Sampling will be carried out following a stratified methodology within each location and systematic in each of the established areas. Thus, within each beach two sampling zones will be delimited, the intertidal zone and the supratidal zone. This is intended to corroborate whether there are differences in the presence of microplastics in these two areas. In turn, in each of the areas a systematic sampling will be carried out following a line parallel to the sea and taking samples at different equidistant points. We estimate taking 4 sampling points in each of the zones, taking a total of 8 samples per beach.

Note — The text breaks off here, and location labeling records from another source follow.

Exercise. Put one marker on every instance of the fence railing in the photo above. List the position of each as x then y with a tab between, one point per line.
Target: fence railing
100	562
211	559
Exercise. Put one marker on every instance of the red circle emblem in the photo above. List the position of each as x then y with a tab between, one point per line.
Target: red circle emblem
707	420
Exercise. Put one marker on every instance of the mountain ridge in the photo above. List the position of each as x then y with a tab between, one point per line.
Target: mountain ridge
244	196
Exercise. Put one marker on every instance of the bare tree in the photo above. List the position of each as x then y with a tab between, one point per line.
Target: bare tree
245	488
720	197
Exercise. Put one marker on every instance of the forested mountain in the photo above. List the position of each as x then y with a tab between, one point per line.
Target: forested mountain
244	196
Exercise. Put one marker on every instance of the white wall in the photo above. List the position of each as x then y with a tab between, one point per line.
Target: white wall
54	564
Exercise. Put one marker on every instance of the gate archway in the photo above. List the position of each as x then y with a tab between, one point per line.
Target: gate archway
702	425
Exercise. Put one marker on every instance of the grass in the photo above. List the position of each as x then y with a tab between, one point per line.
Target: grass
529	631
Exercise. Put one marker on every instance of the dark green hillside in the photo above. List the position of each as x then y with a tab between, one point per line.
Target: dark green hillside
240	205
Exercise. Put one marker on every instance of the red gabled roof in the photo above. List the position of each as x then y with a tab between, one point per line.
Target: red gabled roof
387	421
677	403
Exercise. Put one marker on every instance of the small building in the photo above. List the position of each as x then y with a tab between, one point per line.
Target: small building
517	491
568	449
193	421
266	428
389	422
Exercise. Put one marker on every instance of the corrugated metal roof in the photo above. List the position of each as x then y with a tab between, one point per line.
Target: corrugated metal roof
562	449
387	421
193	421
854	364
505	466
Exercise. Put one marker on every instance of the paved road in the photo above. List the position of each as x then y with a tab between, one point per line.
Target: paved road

In addition, at each sampling point a 30*30 cm grid will be delimited and the first 3 centimeters of sand will be collected in a properly labeled and identified polyethylene plastic bag. The label format is shown in the attached figure. Each team leader will be responsible for the collection, selection and correct identification of each sample. In addition, the latter will have to rigorously fill out the sample taking statement. The team leaders are made up of CFGM 1st year laboratory operations students.

Packaging, conservation, storage and transport procedures

The containers used consist of A4 size self-closing propylene bags. On the other hand, the code to use in the identification will be the following:

  • P + number: indicates the sampled beach
  • Letter: indicates the sampling zone (supratidal or intertidal).
  • number: indicates the sample number:

For example: P1A1: beach 1, supratidal zone, sample 1.

Once the samples are collected, they will be taken to the educational center for storage until the corresponding analysis is carried out. This material does not require specific storage conditions or conservation requirements.

Name of the laboratory in charge of analyzing the sample

LABORATORY IES JAROSO Av/ Carlos Herrera, 25, 04610, CUEVAS DEL ALMANZORA (ALMERIA) Tel. 950 45 17 05 / @ 04002052.laboratorio@g.educaand.es

THIRD CHALLENGE. Sample treatment: sieving, flotation-filtration methods

TEACHER: Jaime Usano Alemany


Once in the laboratory, the samples were subjected to a process of homogenization, reduction of the size of the sample by quartering and drying in an oven at 50ºC until the elimination of the remaining moisture from the sand.

Screening and separation of microplastics by flotation.

Once dry, the sand was subjected to sieving to select, on the one hand, the fraction of sand between 1.0 and 6.0 mm and, on the other hand, the fraction smaller than 1.0 mm. Both fractions were weighed in each case to determine the granulometry of each of the selected beaches. Finally, a mass of approximately 150g made up of both fractions was introduced into a 500mL beaker with a saturated NaCl solution. With this procedure, the microplastics contained in the sand are separated by flotation. The sample is then allowed to settle for one hour and the supernatant (water) is vacuum filtered through a 0.45 µm filter. The filter is kept in a Petri dish for counting.

Microplastic count

For the count of microplastics, each of the filters was visualized through binocular loupes, photographing the most conspicuous microplastics in each sample. All those particles and fibers that appeared to be microplastics were counted using a standardized testimonial.